Is the Luca app safe? Interior Ministry rejects closer examination by BSI
Luca app. (Photo: Wirestock Creators / Shutterstock)
The state of Hesse wanted the BSI to comprehensively check the popular Luca app and the infrastructure behind it. The Federal Ministry of the Interior rejected the request. Why?
The Luca app recently reached the 20 million user mark. In June, nine million people are said to have downloaded the app. The news caused a shake of the head among security experts. The Chaos Computer Club (CCC), for example, demanded that the Luca app be buried in view of numerous security deficiencies. So far, 13 federal states have bought licenses for Luca. Cost point: over 20 million euros. Hessen had also struck. Now the state wanted to commission a review of the system – in vain.
Contents
BSI is not allowed to scrutinize the Luca app
As Spiegel Online reported first, the Federal Ministry of the Interior has forbidden the requested Federal Office for Information Security (BSI) to carry out the comprehensive testing of the app and system requested by Hessen. This is possible because the BSI reports to the Ministry of the Interior. The Ministry of the Interior confirmed the refusal to the Spiegel. The explanation: The countries are contractual partners of the Luca app. And the guarantee of IT security is the subject of the manufacturer’s service.

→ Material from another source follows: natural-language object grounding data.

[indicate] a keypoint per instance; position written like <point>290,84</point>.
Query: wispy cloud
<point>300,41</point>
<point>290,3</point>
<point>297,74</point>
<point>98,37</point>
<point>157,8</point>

In plain language: Hessen would have to request such a test directly from the Luca app makers. According to Golem, such source code checks or penetration tests could be carried out by appropriately specialized companies, which can also be BSI-certified. Culture4Life, which is behind the Luca app, could commission this service. Other federal agencies would also use this procedure.
BSI criticism of dealing with security deficiencies
However, the BSI had already put the Luca app under the microscope. According to Golem, this was only done in connection with the agency’s app testing portal – from external providers. In May, the BSI publicly criticized the way Luca app operators deal with recurring vulnerabilities. However, the office later stated that it would continue to concentrate its resources “on the intensive and development-accompanying examination of the Corona warning app”, as Golem writes. The Corona-Warn-App received new functions with the version 2.7 presented on Monday. The app now checks whether the certificates are genuine.